While Worthington happily chuckled at the wheel, I switched on my mobile phone again to call Irish at his home to find out how the day had finally gone in the shop, but before I could dial the number the message service called, and the disembodied voice of young Victor W. V. said briefly in my ear, “Send your e-mail address to me at [email protected].”
Holy hell, I thought, Victor had things to say. Flopping could wait. The only computer I owned that handled e-mail was in Broadway. Worthington with resignation changed direction, at length stopping by my main glass door and insisting he come in with me, to check the place for black masks and other pests.

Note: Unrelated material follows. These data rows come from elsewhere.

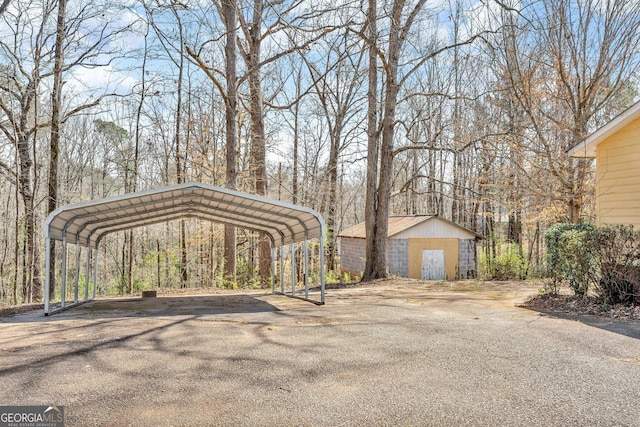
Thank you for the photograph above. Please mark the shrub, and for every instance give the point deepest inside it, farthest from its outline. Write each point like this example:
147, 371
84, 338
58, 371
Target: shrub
569, 256
605, 259
616, 253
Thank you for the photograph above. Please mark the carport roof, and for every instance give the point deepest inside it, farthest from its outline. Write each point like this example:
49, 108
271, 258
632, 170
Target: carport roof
86, 223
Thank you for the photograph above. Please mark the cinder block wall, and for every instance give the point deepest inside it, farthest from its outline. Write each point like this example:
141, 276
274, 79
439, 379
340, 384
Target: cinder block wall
467, 259
398, 257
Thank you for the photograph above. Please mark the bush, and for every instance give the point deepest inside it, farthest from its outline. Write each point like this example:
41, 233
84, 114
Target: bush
616, 252
605, 259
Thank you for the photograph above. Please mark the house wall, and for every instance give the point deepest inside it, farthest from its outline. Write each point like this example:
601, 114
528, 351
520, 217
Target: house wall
404, 256
618, 177
451, 249
437, 228
467, 259
398, 257
352, 254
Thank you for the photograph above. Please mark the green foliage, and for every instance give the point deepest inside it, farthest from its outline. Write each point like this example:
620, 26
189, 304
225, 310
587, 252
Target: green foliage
605, 260
508, 264
616, 252
568, 256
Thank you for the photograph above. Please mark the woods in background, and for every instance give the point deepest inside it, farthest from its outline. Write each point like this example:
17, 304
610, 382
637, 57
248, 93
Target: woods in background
359, 110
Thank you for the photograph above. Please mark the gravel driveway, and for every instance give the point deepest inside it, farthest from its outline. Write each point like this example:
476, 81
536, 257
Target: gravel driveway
396, 353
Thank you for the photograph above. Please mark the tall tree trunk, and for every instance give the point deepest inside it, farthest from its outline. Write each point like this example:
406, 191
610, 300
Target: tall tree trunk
258, 149
54, 143
371, 226
231, 113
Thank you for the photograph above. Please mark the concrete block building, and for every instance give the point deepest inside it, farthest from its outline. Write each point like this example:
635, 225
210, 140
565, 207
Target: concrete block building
421, 247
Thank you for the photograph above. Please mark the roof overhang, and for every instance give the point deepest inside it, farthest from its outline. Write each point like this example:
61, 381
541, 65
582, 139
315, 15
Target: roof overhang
587, 148
88, 222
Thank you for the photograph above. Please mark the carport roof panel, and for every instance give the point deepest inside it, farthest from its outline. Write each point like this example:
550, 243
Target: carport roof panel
86, 222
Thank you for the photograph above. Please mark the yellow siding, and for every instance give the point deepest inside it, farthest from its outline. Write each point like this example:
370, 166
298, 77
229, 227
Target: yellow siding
451, 249
618, 177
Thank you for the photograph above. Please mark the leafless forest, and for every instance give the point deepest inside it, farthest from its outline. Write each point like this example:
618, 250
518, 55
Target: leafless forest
357, 109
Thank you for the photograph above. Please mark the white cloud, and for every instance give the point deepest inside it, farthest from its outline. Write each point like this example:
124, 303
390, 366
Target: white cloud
95, 82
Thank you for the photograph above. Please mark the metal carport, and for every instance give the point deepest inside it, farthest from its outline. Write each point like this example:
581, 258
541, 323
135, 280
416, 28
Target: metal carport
85, 224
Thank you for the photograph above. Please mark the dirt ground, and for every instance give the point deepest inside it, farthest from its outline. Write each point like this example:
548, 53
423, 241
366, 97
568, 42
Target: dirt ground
392, 353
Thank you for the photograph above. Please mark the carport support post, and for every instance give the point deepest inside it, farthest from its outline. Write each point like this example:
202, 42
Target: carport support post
95, 271
322, 266
47, 280
75, 294
86, 274
282, 266
63, 267
273, 267
293, 269
306, 264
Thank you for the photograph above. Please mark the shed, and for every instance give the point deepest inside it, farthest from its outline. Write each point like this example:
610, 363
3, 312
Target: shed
616, 148
421, 247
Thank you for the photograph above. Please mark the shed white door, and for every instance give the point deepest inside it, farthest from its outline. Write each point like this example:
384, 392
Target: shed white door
433, 264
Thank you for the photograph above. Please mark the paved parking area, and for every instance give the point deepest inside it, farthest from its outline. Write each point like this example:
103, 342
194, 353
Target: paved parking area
408, 353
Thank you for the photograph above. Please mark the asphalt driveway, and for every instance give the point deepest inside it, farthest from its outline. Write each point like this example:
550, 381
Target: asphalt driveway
407, 353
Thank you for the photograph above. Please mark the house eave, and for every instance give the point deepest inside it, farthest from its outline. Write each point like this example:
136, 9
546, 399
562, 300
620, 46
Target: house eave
587, 147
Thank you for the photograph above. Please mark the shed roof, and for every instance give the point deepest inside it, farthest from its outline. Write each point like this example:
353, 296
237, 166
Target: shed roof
587, 147
397, 224
86, 223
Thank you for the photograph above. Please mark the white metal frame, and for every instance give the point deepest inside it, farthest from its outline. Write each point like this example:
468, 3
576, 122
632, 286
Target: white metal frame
85, 224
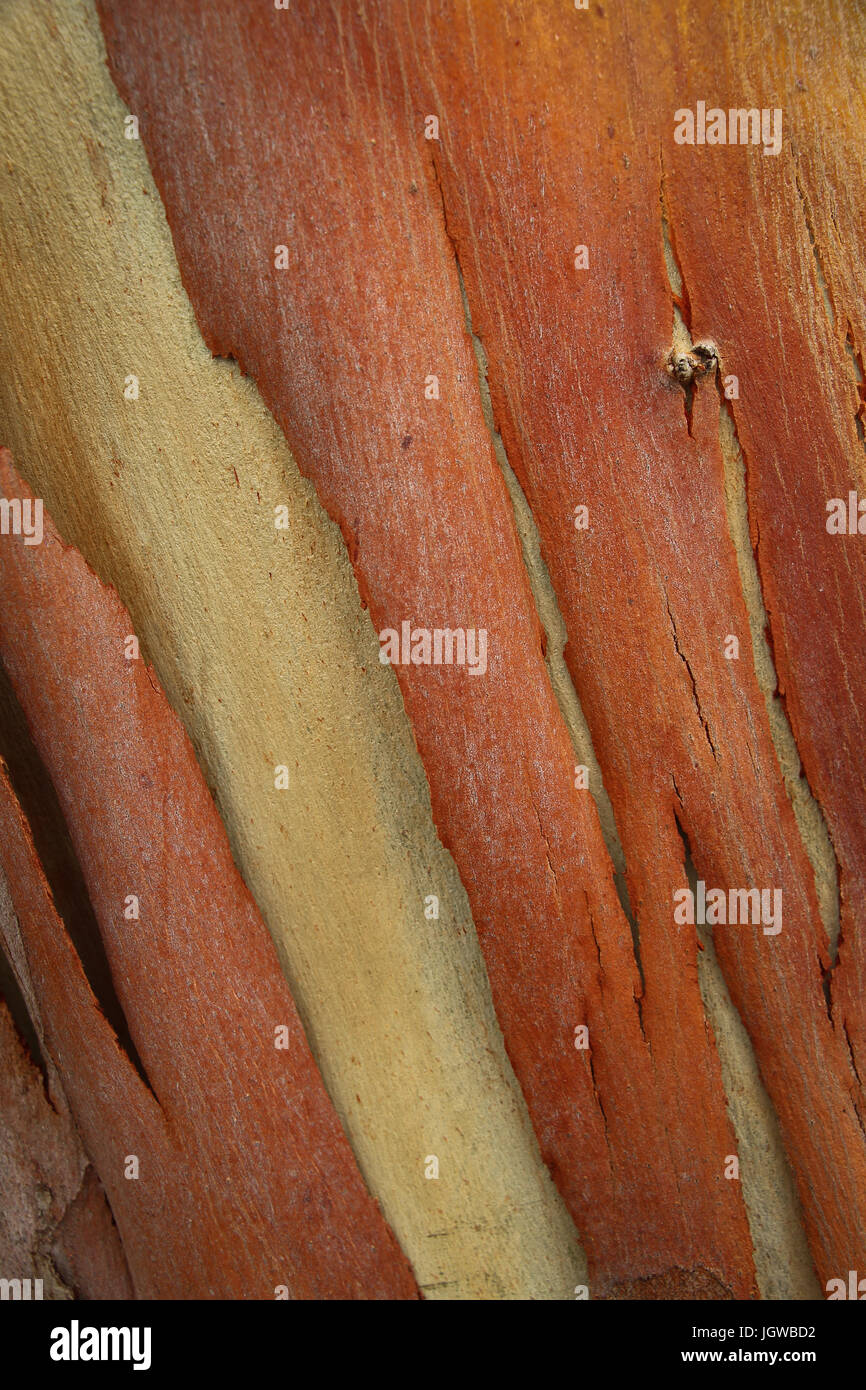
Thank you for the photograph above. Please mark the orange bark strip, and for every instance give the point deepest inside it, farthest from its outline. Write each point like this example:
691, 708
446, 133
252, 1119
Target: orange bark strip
798, 353
54, 1215
305, 149
651, 591
246, 1182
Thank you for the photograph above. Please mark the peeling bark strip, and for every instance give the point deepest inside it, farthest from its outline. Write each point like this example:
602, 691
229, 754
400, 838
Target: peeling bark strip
54, 1225
245, 1180
320, 260
681, 731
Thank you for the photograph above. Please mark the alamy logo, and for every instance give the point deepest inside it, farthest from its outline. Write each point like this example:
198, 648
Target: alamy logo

The place was empty. No Rose in wait. Worthington returned with me to the Rolls, shook my hand, told me to look after myself and left lightheartedly, again prophesying his swift return well within two weeks.
Almost at once I missed the muscle man, missed him as a safety umbrella and as a source of a realistic view of life. Paris and skiing attracted powerfully. I sighed over my inescapable bruises, roused my sleeping computer into action, connected it to the Internet, and sent an e-mail message to Victor, with my address.
I'd expected to have to wait a good long time to hear from Victor, but almost immediately, which meant he had been sitting at his computer, waiting, the screen of my laptop demanded, “Who are you?”
I typed and sent, “Martin Stukely's friend.”
He asked, “Name,” and I told him, “Gerard Logan.”
His reply was “What do you want?”
“How did you know Martin Stukely?”
“I've known him for years, saw him often at the races with my granddad.”
I wrote, “Why did you send that letter to him? How had you heard of any tape? Please tell me the truth.”
“I heard my aunt telling my mother.”
“How did your aunt know?”
“My aunt knows everything.”
I began to lose faith in his common sense, and I remembered him saying he was playing a game.
“What is your aunt's name?” I expected nothing much: certainly not the breath-taker that came back.
“My aunt's name is Rose. She keeps changing her last name. She's my mother's sister.” There was barely an interval before his next remark. “I'd better log off now. She's just come!”
“Wait.” Stunned by that revelation I rapidly typed, “Do you know of a thin old man with a white beard?”
A long time after I'd settled for no answer, three words appeared.
“Doctor Force. Good-bye.”
5
T
o my considerable delight Catherine Dodd again stood her motorbike by my curb and pulled off her helmet before walking across the sidewalk to the door I held open for her. It seemed natural to us both to kiss hello, and for her to stand in front of the soaring flight of wings that I had barely finished lighting.
“It's tremendous.” She meant it. “It's too good for Broadway.”
“Flattery will get you an awfully long way,” I assured her, and took her into the workshop, where it was warmest.
The sheet printed of my e-mail conversation with Victor lay folded on the marver table and I passed it to her to read. “What do you think?” I asked.
“I think you need better painkillers.”
“No ... Think about Victor.”
She sat this time in the armchair on my promise that on the next day I would walk down the hill looking in secondhand and antique furniture shops to buy another one.
“If,” I amended to the promise, “if you will come and sit in it.”
She nodded as if it were an “of course” decision and read Victor's e-mail. When she'd finished she laid the sheet on her black leather-clad knees and asked her own questions.
“OK,” she said. “First of all, remind me, who is Victor?”
“The fifteen-year-old grandson of Ed Payne, Martin Stukely's racetrack valet. Ed gave me the videotape that was stolen from here, which you came to see about. Victor sent this letter to Martin.” I gave her the letter to read, which raised her eyebrows in doubt.
“Victor said he was playing games,” I acknowledged.
“You can't believe a word he says!” Catherine agreed.
“Well, yes you can, actually. He's made a game of actual bits of fact. Or anyway, he's done what everyone does at some point—he's heard one thing and thought it meant another.”
“The wrong end of the stick?” Catherine suggested. “How about the right end?”